Nvidia was an early leader and designer of GPUs, which were originally developed to offload graphic processing tasks on PCs and gaming consoles. Nvidia has emerged as the clear market share leader in discrete GPUs. We attribute Nvidia’s leadership to intangible assets associated with GPU design, as well as the associated software, frameworks, and tools required by developers to work with these GPUs.
Financial strength
Nvidia is in outstanding financial health. As of October 2025, the company held $60.6 billion in cash and investments, as compared with $8.5 billion in short- and long-term debt. Semiconductor firms tend to hold large cash balances to help them navigate the cycles of the chip industry. During downturns, this provides them with a cushion and flexibility to continue investing in research and development, which is necessary to maintain their competitive and technological positions.
Nvidia has more than enough of a cash cushion to handle downturns, and we struggle to foresee opportunities for the company to spend this excess cash other than stock buybacks. Nvidia’s dividend is virtually immaterial relative to its financial health and forward prospects.
Risk and uncertainty
We assign Nvidia an Uncertainty Rating of Very High, due to the nascent nature of the AI market. Nvidia is an industry leader in GPUs used in AI model training, while carving out a good portion of demand for chips used in AI inference workloads (which involve running a model to make a prediction or output).
The biggest risk, in our view, is the pace of AI spending going forward. Nvidia prospered from exponential AI growth in recent years, but such spending comes from a handful of customers, and they all have an incentive to eventually optimize, if not reduce, their investments over time. Within these AI buildouts, we also think that tech leaders will turn to in-house chips for at least a portion of their workloads.

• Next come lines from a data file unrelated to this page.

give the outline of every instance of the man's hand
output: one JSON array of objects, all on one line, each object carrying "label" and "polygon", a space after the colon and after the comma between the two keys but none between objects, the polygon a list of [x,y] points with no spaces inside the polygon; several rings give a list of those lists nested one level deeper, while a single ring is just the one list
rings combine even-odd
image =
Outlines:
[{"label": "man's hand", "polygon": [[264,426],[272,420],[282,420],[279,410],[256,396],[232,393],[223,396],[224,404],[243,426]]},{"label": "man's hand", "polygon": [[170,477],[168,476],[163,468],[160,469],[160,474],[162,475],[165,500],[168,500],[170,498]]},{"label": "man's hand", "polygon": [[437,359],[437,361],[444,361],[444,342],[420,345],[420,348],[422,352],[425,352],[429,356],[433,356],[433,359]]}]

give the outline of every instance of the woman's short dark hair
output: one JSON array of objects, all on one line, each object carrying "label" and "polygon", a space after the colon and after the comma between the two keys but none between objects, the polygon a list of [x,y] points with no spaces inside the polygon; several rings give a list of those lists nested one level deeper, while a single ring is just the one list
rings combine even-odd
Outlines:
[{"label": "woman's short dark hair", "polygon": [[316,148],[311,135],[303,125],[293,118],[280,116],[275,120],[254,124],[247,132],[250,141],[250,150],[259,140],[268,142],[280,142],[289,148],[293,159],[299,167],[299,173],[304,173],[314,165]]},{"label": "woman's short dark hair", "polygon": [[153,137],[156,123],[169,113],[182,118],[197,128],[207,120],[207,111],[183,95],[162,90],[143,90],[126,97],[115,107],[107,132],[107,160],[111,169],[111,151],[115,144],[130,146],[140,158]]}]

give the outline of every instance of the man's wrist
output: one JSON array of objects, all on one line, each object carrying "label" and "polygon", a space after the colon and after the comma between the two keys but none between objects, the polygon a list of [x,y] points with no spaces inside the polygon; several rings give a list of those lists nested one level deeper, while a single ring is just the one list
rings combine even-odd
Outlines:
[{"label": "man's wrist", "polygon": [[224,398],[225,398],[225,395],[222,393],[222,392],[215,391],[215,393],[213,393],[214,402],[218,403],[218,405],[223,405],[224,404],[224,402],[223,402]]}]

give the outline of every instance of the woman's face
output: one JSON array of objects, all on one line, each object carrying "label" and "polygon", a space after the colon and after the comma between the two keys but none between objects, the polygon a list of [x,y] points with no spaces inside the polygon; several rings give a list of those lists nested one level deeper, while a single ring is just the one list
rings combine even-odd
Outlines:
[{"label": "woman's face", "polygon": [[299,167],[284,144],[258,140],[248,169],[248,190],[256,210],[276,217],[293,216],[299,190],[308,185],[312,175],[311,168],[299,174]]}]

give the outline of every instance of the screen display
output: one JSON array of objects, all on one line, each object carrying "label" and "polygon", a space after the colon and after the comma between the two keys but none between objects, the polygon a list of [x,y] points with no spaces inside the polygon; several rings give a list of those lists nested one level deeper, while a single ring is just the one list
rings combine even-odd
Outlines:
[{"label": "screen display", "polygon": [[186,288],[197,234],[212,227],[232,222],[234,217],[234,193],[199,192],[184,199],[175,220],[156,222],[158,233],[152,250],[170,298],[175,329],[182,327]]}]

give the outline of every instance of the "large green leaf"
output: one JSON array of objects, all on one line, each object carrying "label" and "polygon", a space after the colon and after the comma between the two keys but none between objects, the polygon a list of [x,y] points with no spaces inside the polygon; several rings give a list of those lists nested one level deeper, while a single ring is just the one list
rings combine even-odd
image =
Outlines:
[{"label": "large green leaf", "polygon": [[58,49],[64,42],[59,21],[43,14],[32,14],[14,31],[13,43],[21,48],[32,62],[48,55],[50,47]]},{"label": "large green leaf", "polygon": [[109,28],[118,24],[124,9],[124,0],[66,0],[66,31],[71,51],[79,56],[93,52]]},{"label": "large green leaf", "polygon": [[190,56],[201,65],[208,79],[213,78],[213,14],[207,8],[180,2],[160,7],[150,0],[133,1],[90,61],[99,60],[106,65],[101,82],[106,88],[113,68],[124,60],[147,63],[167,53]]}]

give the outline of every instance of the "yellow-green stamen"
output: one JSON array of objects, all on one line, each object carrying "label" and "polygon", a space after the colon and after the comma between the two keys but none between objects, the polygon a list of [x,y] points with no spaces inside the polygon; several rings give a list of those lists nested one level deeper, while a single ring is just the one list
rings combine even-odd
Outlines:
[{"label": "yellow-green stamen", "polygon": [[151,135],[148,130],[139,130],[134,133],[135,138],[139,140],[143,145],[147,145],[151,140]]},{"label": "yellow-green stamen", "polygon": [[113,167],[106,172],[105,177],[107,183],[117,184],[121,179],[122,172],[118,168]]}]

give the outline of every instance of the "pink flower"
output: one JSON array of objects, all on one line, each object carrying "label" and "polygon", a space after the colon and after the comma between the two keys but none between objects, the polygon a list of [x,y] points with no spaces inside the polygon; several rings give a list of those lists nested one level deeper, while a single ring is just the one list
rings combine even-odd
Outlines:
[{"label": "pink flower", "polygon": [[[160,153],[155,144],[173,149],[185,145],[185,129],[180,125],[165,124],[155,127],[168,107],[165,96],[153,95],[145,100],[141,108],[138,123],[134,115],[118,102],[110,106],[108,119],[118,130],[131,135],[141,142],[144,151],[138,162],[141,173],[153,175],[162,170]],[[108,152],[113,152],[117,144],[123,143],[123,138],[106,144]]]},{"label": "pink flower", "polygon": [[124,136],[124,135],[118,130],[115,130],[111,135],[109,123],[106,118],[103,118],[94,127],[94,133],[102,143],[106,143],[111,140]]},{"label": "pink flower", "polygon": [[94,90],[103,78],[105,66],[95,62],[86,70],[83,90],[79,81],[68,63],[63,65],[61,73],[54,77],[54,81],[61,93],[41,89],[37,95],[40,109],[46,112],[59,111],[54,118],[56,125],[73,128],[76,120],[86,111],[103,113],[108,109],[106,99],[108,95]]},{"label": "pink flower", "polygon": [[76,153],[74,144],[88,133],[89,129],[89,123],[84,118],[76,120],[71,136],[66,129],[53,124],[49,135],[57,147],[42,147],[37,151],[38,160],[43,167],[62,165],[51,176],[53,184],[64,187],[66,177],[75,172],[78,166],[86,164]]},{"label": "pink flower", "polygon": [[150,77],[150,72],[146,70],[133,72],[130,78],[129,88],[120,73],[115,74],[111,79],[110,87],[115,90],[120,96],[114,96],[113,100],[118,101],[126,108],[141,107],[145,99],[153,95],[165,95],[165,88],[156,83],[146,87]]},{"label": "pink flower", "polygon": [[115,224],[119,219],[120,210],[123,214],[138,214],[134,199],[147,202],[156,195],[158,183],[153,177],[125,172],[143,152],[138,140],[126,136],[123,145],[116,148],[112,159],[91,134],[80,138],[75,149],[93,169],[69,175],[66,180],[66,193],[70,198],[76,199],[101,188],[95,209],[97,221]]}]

We also foresee geopolitical risk and uncertainty, most notably with US restrictions that have prevented Nvidia, at various times, from selling its AI products into China.
NVDA bulls say
- The AI infrastructure opportunity is massive, and Nvidia foresees $3 trillion-$4 trillion of annual AI infrastructure spending by 2030.
- Nvidia’s data center GPUs and Cuda software platform have established the company as the dominant vendor for AI model training and inference.
- Nvidia is expanding nicely within AI, not just supplying industry-leading GPUs but also moving into networking, software, and services to tie these GPUs into even more-powerful clusters.
NVDA bears say
- Nvidia’s customers are a handful of the largest Tech companies in the world, and they all have an incentive to eventually diversify away from Nvidia to some extent.
- AI infrastructure spending has been impressive but revenue and use cases are less certain, perhaps providing doubts that there is a good return on investment on AI that might lead to a spending downturn at some point in the future.
- Geopolitics have entered the AI space, most notably limiting Nvidia’s AI opportunities in China.